4

Using Azure Databricks Runtime 9.1, I want to start a SparkListener and access dbutils features inside of the SparkListener.

This listener should log some information on the start of the Spark application. It should list out the file system (as a simple example) using dbutils.fs.ls.

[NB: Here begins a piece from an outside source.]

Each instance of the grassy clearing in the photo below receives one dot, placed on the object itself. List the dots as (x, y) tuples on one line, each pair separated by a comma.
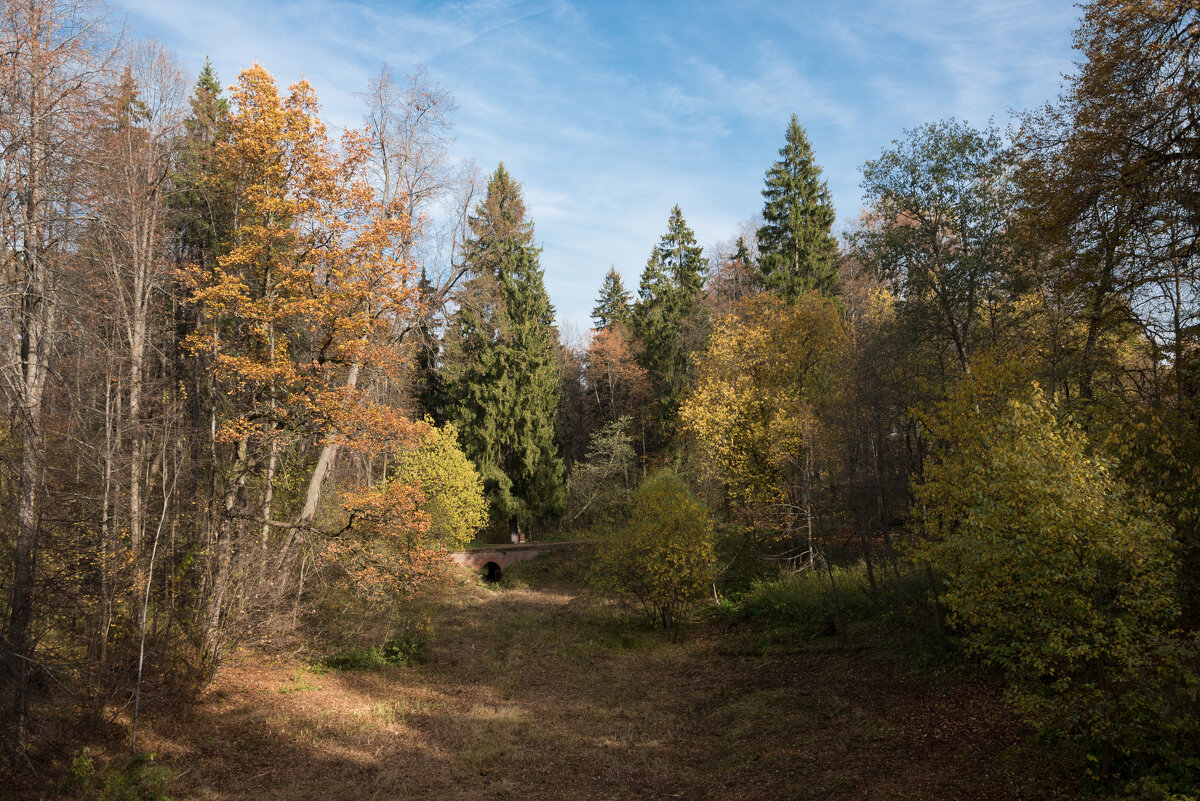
[(541, 693)]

The question How to properly access dbutils in Scala when using Databricks Connect is super close to what I'm looking to do but they are focused on dbconnect whereas I want dbutils on a SparkListener. It does point to the dbutils api library on MS Docs page where it seems to indicate that I need only specify the correct target and version of the dbutils-api package.

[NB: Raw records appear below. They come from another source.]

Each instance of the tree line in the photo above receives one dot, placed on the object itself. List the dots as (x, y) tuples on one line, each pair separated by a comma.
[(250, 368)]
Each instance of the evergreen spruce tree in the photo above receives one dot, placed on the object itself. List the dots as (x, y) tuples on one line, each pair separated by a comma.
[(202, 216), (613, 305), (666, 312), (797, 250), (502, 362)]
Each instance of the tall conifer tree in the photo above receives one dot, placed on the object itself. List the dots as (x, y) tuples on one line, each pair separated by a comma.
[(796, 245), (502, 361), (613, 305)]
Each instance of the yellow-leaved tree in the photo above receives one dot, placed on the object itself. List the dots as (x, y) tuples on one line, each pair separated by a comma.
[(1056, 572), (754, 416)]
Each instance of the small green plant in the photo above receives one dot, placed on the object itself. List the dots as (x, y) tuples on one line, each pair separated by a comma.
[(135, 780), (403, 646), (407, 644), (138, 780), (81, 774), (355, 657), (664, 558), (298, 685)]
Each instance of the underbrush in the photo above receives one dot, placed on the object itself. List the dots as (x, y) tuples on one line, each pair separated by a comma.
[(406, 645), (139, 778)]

In the sample listener below...

  • If I do not include the import com.databricks.dbutils_v1.DBUtilsHolder.dbutils the jar fails to compile since I reference dbutils in the onApplicationStart method.
  • When I do include the import, it successfully compiles.
    • However, it fails to initialize the SparkListener.
    • I receive a NullPointerException after it tries to execute the dbutils.fs.ls command.

Any thoughts and/or guidance would be greatly appreciated!

Sample Listener Using dbutils on Application Start

package my.custom.listener

import java.util.logging.Logger
import org.apache.spark.scheduler.{SparkListener, SparkListenerApplicationStart}
import org.slf4j.{Logger, LoggerFactory}

// Crucial Import
import com.databricks.dbutils_v1.DBUtilsHolder.dbutils

class LibraryListener extends SparkListener {
  private var isDatabricks = false
  val log = LoggerFactory.getLogger(classOf[LibraryListener])

 override def onApplicationStart(applicationStart: SparkListenerApplicationStart): Unit = {
    log.info("HELLO WORLD!")
    log.info(s"App Name ${applicationStart.appName}")
    log.info(s"User  ${applicationStart.sparkUser}")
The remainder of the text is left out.